L'appartement est de nouveau silencieux. Pia lui ayant ramené ses affaires, Céleste a tout ce qu'il lui faut pour travailler. Comme elle est seule, elle s'est installée dans le salon avec, à portée de main, des biscotti, du café, ses recherches, quelques livres et son ordinateur portable. Elle a décidé de s'atteler à la copie d'un texte en italien médiéval qui lui donne du fil à retordre. Elle est sûr de ne pas voir le temps passer. Voire même de s'endormir avant minuit.

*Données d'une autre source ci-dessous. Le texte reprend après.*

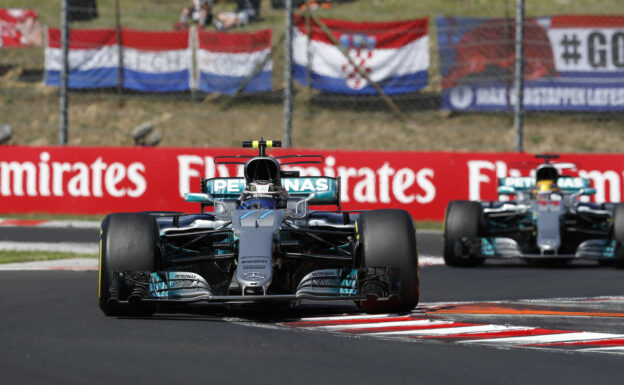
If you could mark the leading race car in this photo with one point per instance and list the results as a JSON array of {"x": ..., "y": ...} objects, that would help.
[
  {"x": 546, "y": 221},
  {"x": 262, "y": 243}
]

Mais avant, elle doit appeler en France. Depuis son départ, elle n'a téléphoné que deux fois chez elle. Elle s'est toujours arrangée pour avoir ses frères au bout du fil. Avec sa mère, les rapports sont tendus. Mme Melville n'a pas compris son besoin de partir au lieu de passer des concours qui lui auraient donné une situation stable et lui aurait permis à 22 ans de s'installer. Comme elle ne comprend pas que sa fille n'ait pas de petit-ami. Comme elle ne comprend pas son choix de cursus. Elle non plus. Elle sait que Céleste ne souhaite pas être prof. Alors pourquoi choisir une voie sans issue ?

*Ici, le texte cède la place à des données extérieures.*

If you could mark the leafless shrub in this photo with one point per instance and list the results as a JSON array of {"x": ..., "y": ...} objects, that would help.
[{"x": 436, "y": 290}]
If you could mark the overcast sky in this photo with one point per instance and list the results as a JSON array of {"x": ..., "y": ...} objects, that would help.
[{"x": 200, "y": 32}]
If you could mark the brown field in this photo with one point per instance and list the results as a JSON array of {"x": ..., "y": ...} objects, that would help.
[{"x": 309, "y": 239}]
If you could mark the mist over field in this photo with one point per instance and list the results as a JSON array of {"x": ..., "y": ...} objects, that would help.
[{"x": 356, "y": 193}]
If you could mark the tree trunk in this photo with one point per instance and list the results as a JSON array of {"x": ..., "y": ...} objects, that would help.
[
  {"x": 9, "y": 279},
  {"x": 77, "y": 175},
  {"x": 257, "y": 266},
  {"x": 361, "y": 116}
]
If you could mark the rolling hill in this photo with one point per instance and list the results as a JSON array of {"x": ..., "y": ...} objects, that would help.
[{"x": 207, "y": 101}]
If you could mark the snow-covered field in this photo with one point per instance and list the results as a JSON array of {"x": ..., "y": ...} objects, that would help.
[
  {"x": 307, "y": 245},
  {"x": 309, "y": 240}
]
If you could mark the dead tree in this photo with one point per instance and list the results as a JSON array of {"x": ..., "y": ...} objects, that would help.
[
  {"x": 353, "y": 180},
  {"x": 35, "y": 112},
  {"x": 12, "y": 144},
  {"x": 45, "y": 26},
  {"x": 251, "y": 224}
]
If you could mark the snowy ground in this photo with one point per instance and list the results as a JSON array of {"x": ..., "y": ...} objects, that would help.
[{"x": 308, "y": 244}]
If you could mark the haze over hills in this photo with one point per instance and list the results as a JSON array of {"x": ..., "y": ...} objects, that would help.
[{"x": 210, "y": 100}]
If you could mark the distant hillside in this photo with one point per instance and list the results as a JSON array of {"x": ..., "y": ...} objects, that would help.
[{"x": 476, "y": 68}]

Personne ne peut comprendre ce qui anime réellement Céleste. Elle n'a elle-même qu'une certitude : être la meilleure dans son domaine. À quoi cela va servir ? À rien probablement. Mais elle saura quoi faire en temps voulu. Elle sait saisir les opportunités. En attendant, elle s'applique pour toujours faire les choses de la manière la plus juste et la plus efficace possible. Elle travaille dur. Se satisfaisait seulement du meilleur résultat.
Le seul élément important, c'est le plaisir qu'elle prend à faire ce travail. Quoique ce soit, elle doit trouver de l'intérêt à se surpasser. Que ce soit une satisfaction financière (job d'été ou à l'année) ou intellectuelle (études), elle n'aurait pas pu persister si elle n'en avait pas eu. C'est son credo. Sa valeur sûre. Elle veut bien travailler, mais refuse de perdre sa vie à faire quelque chose qu'elle déteste, comme la plupart des adultes qu'elle a côtoyé enfant. Elle veut vivre. Pas survivre.
Et ce qu'elle aime le plus pour le moment, c'est étudier l'histoire. Elle adore se plonger dans les documents d'époque, les décrypter, en découvrir les secrets. Apprendre. Partager.
Sa mère, elle, trouve ça inutile.
– Allo ? Victor ?
– Nan, c'est Valère ! C'est toi, Cécé ?
– Oui ! Tu mets le haut-parleur pour que je vous parle à tous !
– Oui, vas-y ! C'est qu'on est plein cette année !
– Ah bon...
– Oui, il y a Franck, et Cécile, et Amélie, et Papi Dupré, et tata Aurélie.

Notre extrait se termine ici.